Because smoking is a common risk factor for chronic obstructive pulmonary disease (COPD) and lung cancer is more common in adults with lower socioeconomic status (SES), researchers report that “SES and COPD may result in a late diagnosis of lung cancer, less stage-based appropriate treatment, and a reduced survival.” This study analyzed patients that were diagnosed with lung cancer 2001 to 2005 that were identified in the Surveillance, Epidemiology, and End Results registries. Upon completion of their analysis, researchers concluded that “Contrary to expectations, patients diagnosed with comorbid COPD were diagnosed at earlier stages, which likely altered stage-appropriate treatment and outcomes,” and that “within SES strata, it is likely that patients with COPD had both better primary care and pulmonologist follow-up, which facilitated early stage diagnosis.”
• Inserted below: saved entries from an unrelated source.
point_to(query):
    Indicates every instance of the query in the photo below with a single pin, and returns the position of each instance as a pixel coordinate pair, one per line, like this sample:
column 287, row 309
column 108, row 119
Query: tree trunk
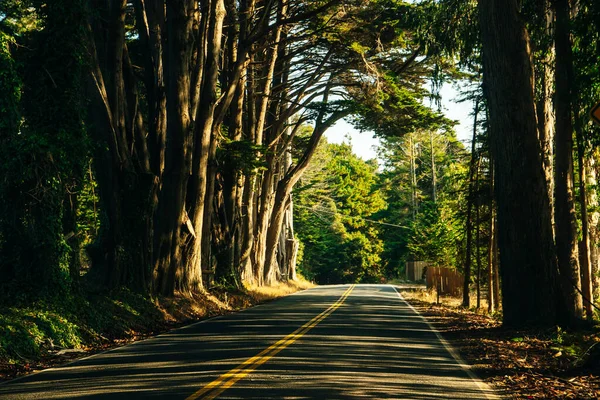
column 526, row 246
column 565, row 215
column 469, row 223
column 585, row 254
column 170, row 274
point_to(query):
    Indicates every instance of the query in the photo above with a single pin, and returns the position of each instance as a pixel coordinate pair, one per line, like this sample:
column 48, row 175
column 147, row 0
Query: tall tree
column 527, row 252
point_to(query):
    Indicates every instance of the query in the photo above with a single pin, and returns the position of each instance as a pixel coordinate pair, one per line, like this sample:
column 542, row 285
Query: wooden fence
column 415, row 269
column 446, row 281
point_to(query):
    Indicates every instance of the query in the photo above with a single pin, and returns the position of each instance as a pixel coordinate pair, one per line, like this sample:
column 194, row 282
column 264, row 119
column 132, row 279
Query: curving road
column 331, row 342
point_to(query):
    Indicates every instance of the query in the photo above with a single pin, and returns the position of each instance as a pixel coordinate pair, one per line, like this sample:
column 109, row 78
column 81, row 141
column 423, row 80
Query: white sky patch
column 364, row 144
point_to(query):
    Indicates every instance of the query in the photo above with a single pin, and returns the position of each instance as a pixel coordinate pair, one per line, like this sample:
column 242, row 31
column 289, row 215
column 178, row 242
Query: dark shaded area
column 373, row 346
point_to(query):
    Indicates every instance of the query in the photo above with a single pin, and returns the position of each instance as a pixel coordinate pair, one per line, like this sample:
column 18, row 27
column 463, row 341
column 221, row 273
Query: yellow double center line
column 230, row 378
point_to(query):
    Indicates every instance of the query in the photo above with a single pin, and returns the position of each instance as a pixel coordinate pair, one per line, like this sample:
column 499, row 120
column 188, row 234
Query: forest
column 163, row 148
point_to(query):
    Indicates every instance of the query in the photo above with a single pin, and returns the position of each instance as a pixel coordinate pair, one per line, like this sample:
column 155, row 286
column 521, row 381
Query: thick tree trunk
column 527, row 251
column 169, row 272
column 565, row 215
column 200, row 205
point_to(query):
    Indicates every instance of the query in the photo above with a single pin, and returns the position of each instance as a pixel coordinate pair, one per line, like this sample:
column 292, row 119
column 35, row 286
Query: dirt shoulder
column 33, row 338
column 521, row 364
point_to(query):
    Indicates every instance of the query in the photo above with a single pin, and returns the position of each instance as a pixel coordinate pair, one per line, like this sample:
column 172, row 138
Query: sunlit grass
column 266, row 293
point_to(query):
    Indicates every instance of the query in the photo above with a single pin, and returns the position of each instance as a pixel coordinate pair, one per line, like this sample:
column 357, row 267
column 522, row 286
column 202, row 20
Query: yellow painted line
column 230, row 378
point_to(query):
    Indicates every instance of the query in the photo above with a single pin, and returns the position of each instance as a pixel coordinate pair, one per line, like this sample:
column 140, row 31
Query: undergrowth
column 88, row 320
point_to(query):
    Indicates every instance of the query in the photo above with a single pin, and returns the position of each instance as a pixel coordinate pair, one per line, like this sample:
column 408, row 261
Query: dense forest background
column 163, row 147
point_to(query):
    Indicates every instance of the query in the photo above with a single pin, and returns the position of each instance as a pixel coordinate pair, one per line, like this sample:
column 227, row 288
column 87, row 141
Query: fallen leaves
column 521, row 364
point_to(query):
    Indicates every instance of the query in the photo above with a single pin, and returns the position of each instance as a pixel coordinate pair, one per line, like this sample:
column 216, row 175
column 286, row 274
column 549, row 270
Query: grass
column 32, row 336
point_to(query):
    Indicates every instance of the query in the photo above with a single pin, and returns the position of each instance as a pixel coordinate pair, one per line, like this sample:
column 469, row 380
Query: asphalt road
column 331, row 342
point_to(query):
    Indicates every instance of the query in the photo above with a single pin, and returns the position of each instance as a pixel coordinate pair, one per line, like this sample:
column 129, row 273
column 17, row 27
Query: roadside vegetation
column 53, row 331
column 526, row 363
column 162, row 161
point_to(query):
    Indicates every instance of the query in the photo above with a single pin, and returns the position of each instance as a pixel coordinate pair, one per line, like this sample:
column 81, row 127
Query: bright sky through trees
column 364, row 144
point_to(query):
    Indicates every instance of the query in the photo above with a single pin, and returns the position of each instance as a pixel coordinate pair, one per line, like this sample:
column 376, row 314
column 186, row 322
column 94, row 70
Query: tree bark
column 469, row 223
column 526, row 246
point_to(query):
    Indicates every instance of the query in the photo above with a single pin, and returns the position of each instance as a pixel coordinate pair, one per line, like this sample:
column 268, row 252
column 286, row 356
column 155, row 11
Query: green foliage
column 43, row 145
column 433, row 230
column 27, row 330
column 331, row 203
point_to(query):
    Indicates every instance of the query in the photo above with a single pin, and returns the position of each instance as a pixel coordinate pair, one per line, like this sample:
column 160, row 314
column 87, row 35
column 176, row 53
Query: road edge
column 490, row 392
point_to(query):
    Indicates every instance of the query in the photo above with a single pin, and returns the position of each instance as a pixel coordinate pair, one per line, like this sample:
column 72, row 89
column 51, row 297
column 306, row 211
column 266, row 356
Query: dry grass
column 149, row 317
column 430, row 296
column 266, row 293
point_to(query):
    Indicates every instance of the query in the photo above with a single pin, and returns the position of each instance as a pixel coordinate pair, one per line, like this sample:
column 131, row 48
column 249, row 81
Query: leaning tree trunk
column 526, row 246
column 170, row 272
column 469, row 223
column 564, row 213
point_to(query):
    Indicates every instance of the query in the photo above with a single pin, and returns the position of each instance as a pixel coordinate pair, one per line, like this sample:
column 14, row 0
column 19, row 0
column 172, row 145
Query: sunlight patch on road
column 225, row 381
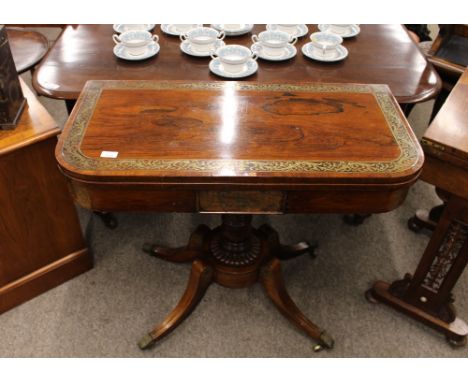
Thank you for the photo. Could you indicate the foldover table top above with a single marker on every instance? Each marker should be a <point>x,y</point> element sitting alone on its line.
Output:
<point>380,54</point>
<point>239,132</point>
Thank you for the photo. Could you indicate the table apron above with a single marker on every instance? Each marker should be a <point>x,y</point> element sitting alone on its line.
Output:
<point>128,197</point>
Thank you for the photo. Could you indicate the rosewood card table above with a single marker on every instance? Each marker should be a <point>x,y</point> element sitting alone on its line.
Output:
<point>237,149</point>
<point>427,296</point>
<point>380,54</point>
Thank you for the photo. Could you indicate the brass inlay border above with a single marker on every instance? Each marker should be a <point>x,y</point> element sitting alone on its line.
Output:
<point>408,158</point>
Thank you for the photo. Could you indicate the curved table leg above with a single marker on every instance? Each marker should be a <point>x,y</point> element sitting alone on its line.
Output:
<point>286,252</point>
<point>185,254</point>
<point>200,279</point>
<point>273,284</point>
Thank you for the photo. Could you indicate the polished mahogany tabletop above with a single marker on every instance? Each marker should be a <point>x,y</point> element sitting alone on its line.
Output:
<point>27,47</point>
<point>380,54</point>
<point>239,132</point>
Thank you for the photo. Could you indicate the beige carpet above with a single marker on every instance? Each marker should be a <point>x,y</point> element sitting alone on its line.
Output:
<point>104,312</point>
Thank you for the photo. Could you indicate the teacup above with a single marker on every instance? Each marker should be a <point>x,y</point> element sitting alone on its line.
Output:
<point>184,28</point>
<point>325,43</point>
<point>339,28</point>
<point>234,57</point>
<point>230,27</point>
<point>202,39</point>
<point>273,42</point>
<point>135,42</point>
<point>131,27</point>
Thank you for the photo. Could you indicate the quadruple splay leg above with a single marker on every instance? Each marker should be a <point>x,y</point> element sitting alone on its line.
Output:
<point>234,255</point>
<point>200,279</point>
<point>272,281</point>
<point>184,254</point>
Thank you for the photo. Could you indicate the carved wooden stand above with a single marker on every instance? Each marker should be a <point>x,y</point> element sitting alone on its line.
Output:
<point>427,296</point>
<point>234,255</point>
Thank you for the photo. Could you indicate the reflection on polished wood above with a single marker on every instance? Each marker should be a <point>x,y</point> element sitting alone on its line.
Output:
<point>238,149</point>
<point>380,54</point>
<point>427,296</point>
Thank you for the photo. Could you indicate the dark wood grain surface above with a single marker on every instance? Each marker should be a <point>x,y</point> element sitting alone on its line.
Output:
<point>380,54</point>
<point>41,244</point>
<point>27,47</point>
<point>217,132</point>
<point>238,146</point>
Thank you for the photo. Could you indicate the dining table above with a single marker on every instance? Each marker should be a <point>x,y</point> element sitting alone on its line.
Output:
<point>379,54</point>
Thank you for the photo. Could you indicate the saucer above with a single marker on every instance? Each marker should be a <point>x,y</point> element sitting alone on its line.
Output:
<point>301,30</point>
<point>216,67</point>
<point>121,51</point>
<point>308,51</point>
<point>172,29</point>
<point>187,48</point>
<point>120,28</point>
<point>353,32</point>
<point>245,28</point>
<point>288,52</point>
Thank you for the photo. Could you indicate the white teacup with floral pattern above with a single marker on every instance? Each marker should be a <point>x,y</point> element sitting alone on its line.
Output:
<point>234,57</point>
<point>202,39</point>
<point>325,44</point>
<point>273,43</point>
<point>135,42</point>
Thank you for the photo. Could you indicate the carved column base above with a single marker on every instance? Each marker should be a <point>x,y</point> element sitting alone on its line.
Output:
<point>234,255</point>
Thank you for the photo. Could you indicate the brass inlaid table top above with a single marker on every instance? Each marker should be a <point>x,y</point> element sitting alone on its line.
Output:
<point>224,131</point>
<point>237,149</point>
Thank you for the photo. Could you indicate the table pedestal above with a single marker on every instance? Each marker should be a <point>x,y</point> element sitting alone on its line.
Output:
<point>234,255</point>
<point>427,296</point>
Dhillon et al released the data from their study, Metformin Usage and Not Diabetes Influences the Long-Term Survival of Resected Early Stage Non-small Cell Lung Cancer Patients.
According to the research team, previous data have suggested that diabetes influences survival of patients with colorectal, lung, and breast cancer. Additionally, “the anti-cancer effect of metformin, a common oral anti-hyperglycemic drug, further confounds this association.” For these reasons, the study authors sought to examine the influence of diabetes and metformin on the survival of patients undergoing resection of early non-small cell lung cancer (NSCLC). The study authors examined 3393 patients with stage I NSCLC undergoing anatomic resection based on information retrieved from the Tumor Registry of the NCI Designated Comprehensive Cancer Center. Following their analysis of these patients, the authors concluded that “metformin use rather than diabetes improves long-term outcome of patients with stage I lung cancer.”
Rickman et al presented the data from their study, Nashville Early Detection Lung Cancer Project: Establishing a Cohort to Validate Candidate Biomarkers for Early Detection of Lung Cancer,
the objective of which was to “validate candidate biomarkers for the detection of lung cancer to develop a high-risk cohort and to determine whether a surveillance program will lead to early diagnosis and improved outcomes.” To date, 1219 subjects have been prescreened, 762 of which were not eligible. However, data have only been collected for 68 subjects (according to the authors 70 subjects are on study and 131 are under review). Although this is a small sample size and accrual is below target, the research team reports that “surrogate tissues are being collected and stored in biorepository for diagnosis and risk assessment of lung cancer,” and“CT has detected nodules in 86% of participants and found 1 nodule resected for presumed cure.” The study authors plan to enroll a cohort of 480 high-risk subjects at 3 sites in a 5-year annual screening trial for lung cancer.